Tag: source control

Book review: Effective Computation in Physics by Anthony Scopatz & Kathryn D. Huff

ecipThis next review, of “Effective Computation in Physics” by Anthony Scopatz & Kathryn D. Huff, arose after a brief discussion on twitter with Mike Croucher after my review of “High Performance Python” by Ian Micha Gorelick and Ian Ozsvald. This in the context of introducing students, primarily in the sciences, to programming and software development.

I use the term “software development” deliberately. Scientists have been taught programming (badly, in my view*) for many years. Typically they are given a short course in the first year of their undergraduate training, where they are taught the crude mechanics of a programming language (typically FORTRAN, C, Matlab or Python). They are then left to it, perhaps taking up projects requiring significant coding as final year projects or in PhDs. The thing they have lacked is the wider skillset around programming – what you might call “software development”. The value of this is two-fold – firstly, it is a good training for a scientist to have for careers in science. Secondly, the wider software industry is full of scientists, providing students with a good grounding in this field is no bad thing for their future employability.

The book covers in at least outline all the things a scientist or engineer needs to know about software development. It is inspired by the Software Carpentry and The Hacker Within programmes.

The restriction to physics in the title seems needless to me. The material presented is mostly applicable to any science, and those working in the digital humanities, undertaking programming work. The examples have a physics basis but not to any great depth, and the decorative historical anecdotes are all physics based. Perhaps the only exception to this is the chapter on HDF5 which is a specialised data storage system, some coverage of SQL databases would make a reasonable substitute for a more general course. The chapter on parallel computing could likewise be dropped for a wider audience.

The book is divided into four broad sections. Including in these are chapters on:

  • Command line operations;
  • Programming in Python;
  • Build systems, version control, debugging and testing;
  • Documentation, publication, collaboration and licensing;

Command line operations are covered in two chunks, firstly in the basic navigation of the file system and files followed by a second chapter on “Regular Expressions” which covers find, grep, sed and awk – at a very basic level.

The introduction to Python is similarly staged with initial chapters covering the fundamentals of the core language, with sufficient detail and explanation that I learnt some new things**. Further chapters introduce core Python libraries for data analysis including NumPy, Pandas and matplotlib.

Beyond these core chapters on Python those on version control, debugging and testing are a welcome addition. Our dearest wish at ScraperWiki, a small software company where I worked until recently, was that new recruits and interns would come with at least some knowledge and habit for using source control (preferably Git). It is also nice to see some wider discussion of GitHub and the culture of Pull Requests and issue tracking. Systematic testing is also a useful skill to have, in fact my experience has been that formal testing is most useful for those most physics-like functions.

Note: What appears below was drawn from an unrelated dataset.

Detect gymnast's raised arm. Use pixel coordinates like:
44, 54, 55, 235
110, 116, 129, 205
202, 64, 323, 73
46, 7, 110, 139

The final section covers documentation, publication and licensing. I found the short chapter on licensing rather useful, I’ve been working on some code to analyse LIDAR data and have made it public on GitHub, which helpfully asks which license I would like to use. As it turns out I chose the MIT license and this seems to be the correct one for the application. On publication the authors are Latex evangelists but students can chose to ignore their monomania on this point. Latex has a cult-like following in physics which I’ve never understood. I have written papers in Latex but much prefer Microsoft Word for creating documents, although Google Docs is nice for collaborative work. The view that a source control repository issue tracker might work for collaboration beyond coding is optimistic unless academics have changed radically in the last few years.

I’d say the only thing lacking was any mention of pair programming, although to be fair that is more a teaching method than course material. I found I learnt most when I had a goal of my own to work towards, and I had the opportunity to pair with people with more knowledge than I had. Actually, pairing with someone equally clueless in a particular technology can work pretty well.

There is a degree to which the book, particularly in this section strays into a fantasy of how the authors wish computational physics was undertaken, rather than describing how it is actually undertaken.

To me this is the ideal “Software development for scientists” undergraduate text, it is opinionated in places and I occasionally I found the style grating but nevertheless it covers the right bases.

*I’m happy to say this since I taught programming badly to physics undergraduates some years ago!

**People who know my Python skills will realise this is not an earthshattering claim.